1. Field of the Invention
The present invention relates to a semiconductor integrated circuit, such as a gate array, suited for few-of-a kind production in which a wide variety of products are produced in a small quantity for each kind.
2. Prior Art
A process of manufacturing a semiconductor integrated circuit is roughly divided into a diffusion process for forming elements, such as transistors and resistors, on a semiconductor wafer, and a wiring or metallizing process for forming a wiring pattern for connecting these elements with each other. Gate arrays are manufactured by employing the same diffusion process regardless of different kinds of products, and then effecting the wiring process that differs from one product to another so as to produce each kind of product. Namely, in order to manufacture individual kinds of gate arrays, semiconductor wafers (base wafers), each having a multiplicity of transistors disposed thereon, are preliminarily prepared and stored, and, when a certain kind of product is ordered, a wiring pattern required for this kind is formed on the base wafer, so as to provide a semiconductor wafer on which are formed circuits corresponding to the desired kind of product.
The base wafer is divided into a multiplicity of chips that constitute a gate-array device. Although the arrangement of the chips varies depending upon the kind of the product, many gate-array chips are divided into an internal core area and a peripheral area. The internal core area is an area in a which a multiplicity of transistors are arranged in matrix, and the transistors in this area are used to provide a circuit for the desired kind of product, for example, a decoding circuit when a decoding LSI is produced as the desired product. Recent advances in the technology of manufacturing semiconductor devices have enabled a great number of fine or minute transistors to be incorporated in one chip, which leads to the development of a gate array having an internal core area consisting of several tens of thousands of transistors. The peripheral area, on the other hand, is an area that surrounds the internal core area, and transistors in this peripheral area are used to provide input and output circuits for receiving and transmitting signals between the circuit constituted by the transistors in the internal core area and an external device or devices located outside the gate array.
To enable the gate array to perform high-speed operations, the transistors constituting the internal core area need to have increased driving force, which requires an increase in the size (e.g., channel width in the case of a MOS transistor) of each of the transistors. If the size of each transistor is increased, however, the size of the internal core area is accordingly increased, resulting in an increase in the cost per chip. There is also a limit to the manufacturing technology for increasing the chip size.

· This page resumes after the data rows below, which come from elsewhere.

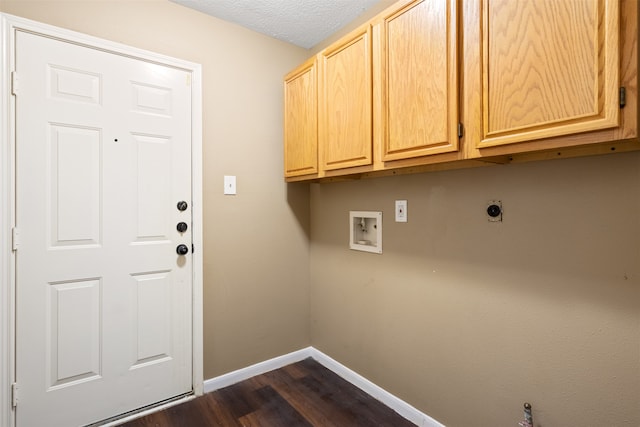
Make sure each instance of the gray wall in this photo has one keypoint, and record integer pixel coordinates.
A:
(467, 319)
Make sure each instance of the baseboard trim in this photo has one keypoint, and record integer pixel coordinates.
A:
(257, 369)
(400, 406)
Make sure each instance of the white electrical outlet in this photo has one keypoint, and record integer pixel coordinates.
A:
(229, 184)
(401, 211)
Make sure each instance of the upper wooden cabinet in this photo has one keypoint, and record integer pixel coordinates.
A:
(301, 121)
(344, 91)
(416, 79)
(546, 74)
(549, 68)
(438, 84)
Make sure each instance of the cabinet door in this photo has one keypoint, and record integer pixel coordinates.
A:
(301, 121)
(345, 102)
(548, 68)
(416, 80)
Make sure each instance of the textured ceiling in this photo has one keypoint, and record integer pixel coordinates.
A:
(302, 22)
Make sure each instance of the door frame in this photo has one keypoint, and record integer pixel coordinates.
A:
(9, 24)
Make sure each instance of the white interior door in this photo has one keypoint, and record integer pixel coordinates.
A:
(103, 300)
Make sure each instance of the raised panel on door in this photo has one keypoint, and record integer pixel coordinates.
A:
(345, 93)
(103, 301)
(301, 121)
(549, 68)
(417, 80)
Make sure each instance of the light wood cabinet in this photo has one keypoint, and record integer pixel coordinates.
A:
(345, 93)
(301, 121)
(416, 79)
(541, 74)
(443, 84)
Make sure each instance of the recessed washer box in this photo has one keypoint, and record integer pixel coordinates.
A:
(365, 231)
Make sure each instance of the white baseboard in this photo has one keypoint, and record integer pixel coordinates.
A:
(401, 407)
(257, 369)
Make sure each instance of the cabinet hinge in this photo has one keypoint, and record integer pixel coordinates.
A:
(14, 83)
(15, 238)
(14, 395)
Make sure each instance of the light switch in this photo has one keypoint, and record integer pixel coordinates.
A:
(401, 211)
(229, 184)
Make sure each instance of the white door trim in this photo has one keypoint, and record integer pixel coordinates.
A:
(9, 24)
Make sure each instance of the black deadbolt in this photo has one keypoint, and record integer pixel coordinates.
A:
(493, 211)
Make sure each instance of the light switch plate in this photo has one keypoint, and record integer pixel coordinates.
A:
(401, 211)
(229, 184)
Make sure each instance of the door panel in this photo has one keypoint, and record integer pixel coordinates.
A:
(103, 305)
(345, 91)
(549, 68)
(418, 80)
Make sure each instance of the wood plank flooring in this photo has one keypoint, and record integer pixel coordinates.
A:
(303, 394)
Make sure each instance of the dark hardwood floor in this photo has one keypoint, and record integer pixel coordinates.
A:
(302, 394)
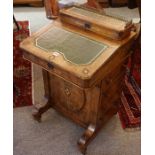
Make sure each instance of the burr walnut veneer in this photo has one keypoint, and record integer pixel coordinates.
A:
(82, 72)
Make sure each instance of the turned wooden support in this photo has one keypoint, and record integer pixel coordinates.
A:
(87, 136)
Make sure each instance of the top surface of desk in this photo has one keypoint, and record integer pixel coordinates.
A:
(76, 49)
(73, 60)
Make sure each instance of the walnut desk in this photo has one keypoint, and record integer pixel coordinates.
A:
(82, 74)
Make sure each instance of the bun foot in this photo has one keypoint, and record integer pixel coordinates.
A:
(37, 115)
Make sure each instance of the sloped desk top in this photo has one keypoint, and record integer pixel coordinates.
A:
(72, 50)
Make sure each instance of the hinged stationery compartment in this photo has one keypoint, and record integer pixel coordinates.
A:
(100, 23)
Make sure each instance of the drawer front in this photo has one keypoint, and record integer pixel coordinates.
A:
(66, 94)
(55, 70)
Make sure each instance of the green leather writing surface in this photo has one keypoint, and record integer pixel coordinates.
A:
(75, 48)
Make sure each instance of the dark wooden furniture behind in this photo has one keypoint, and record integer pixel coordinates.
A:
(36, 3)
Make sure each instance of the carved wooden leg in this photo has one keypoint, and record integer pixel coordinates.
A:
(88, 135)
(37, 115)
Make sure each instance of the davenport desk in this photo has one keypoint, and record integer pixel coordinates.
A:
(82, 72)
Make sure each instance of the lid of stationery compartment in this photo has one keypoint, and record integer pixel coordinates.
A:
(111, 21)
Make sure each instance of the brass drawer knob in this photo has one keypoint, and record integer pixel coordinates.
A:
(67, 92)
(87, 25)
(50, 65)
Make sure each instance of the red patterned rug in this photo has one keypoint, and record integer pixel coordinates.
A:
(22, 72)
(130, 107)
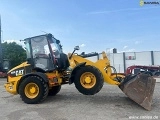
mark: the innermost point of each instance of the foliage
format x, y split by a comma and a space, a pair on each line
14, 53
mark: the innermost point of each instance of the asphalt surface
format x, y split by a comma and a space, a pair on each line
109, 104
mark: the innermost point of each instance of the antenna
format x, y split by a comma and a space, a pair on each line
0, 42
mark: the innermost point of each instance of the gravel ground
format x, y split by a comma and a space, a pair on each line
109, 104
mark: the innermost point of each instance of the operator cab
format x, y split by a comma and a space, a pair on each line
45, 53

Further, if the driving force of each transistor is increased, the current flowing upon switching of the transistor increases, thereby causing problems such as increased power consumption and reduced lifetime of the wiring. In view of these situations, most of large-scale gate arrays are currently designed by taking account of an average load per gate in a general digital circuit, so that the internal core area consists of transistors having the minimum size required for driving such a load.
The input and output circuits constituted by the transistors of the peripheral area, on the other hand, function to transmit output signals to an external device, and transmit input signals from the external device to respective points of the internal core area; therefore, these transistors are required to produce large driving force. To this end, a general gate array is constructed such that a sufficiently large number or size of transistors are provided in the peripheral area.
Where a large-scale circuit is provided by the gate array, the circuit may be designed such that loads collectively forming a large load are driven by a common control signal. One example is the case where numerous flip-flops are driven by a common clock signal. In this case, a wiring system for transmitting the clock signal involves a large load capacity including the capacity of the wiring itself, as well as the input capacity (gate capacity) of clock terminals of the numerous flip-flops.
If no measures are taken to deal with such a large load capacity, the rise time and fall time of waves of the clock signal or the like which propagate through the wiring system may be extremely prolonged, or the delay time may be extremely increased, thereby possibly causing troubles in the operating timing of the circuit or deterioration of the electric performance (such as operating frequency). In some circuits, a large skew should not arise in clock signals supplied to the respective flip-flops, and a suitable means or device is needed for preventing occurrence of this situation. Where such a large load is to be driven in a conventional gate array, therefore, a plurality of transistors in the internal core area are connected in parallel with each other to provide a driver having a large driving force, and clock signals or the like are supplied to respective points in the circuit through this driver.
Since each of the transistors in the internal core area of the gate array generally has only a small driving force as described above, a considerably large number of transistors need to be used to provide a driver having a large driving force. In the case where the gate array provides a large-scale circuit that inherently requires a large number of transistors, however, it may be impossible to prepare the transistors for providing the driver through which the clock signals are transmitted.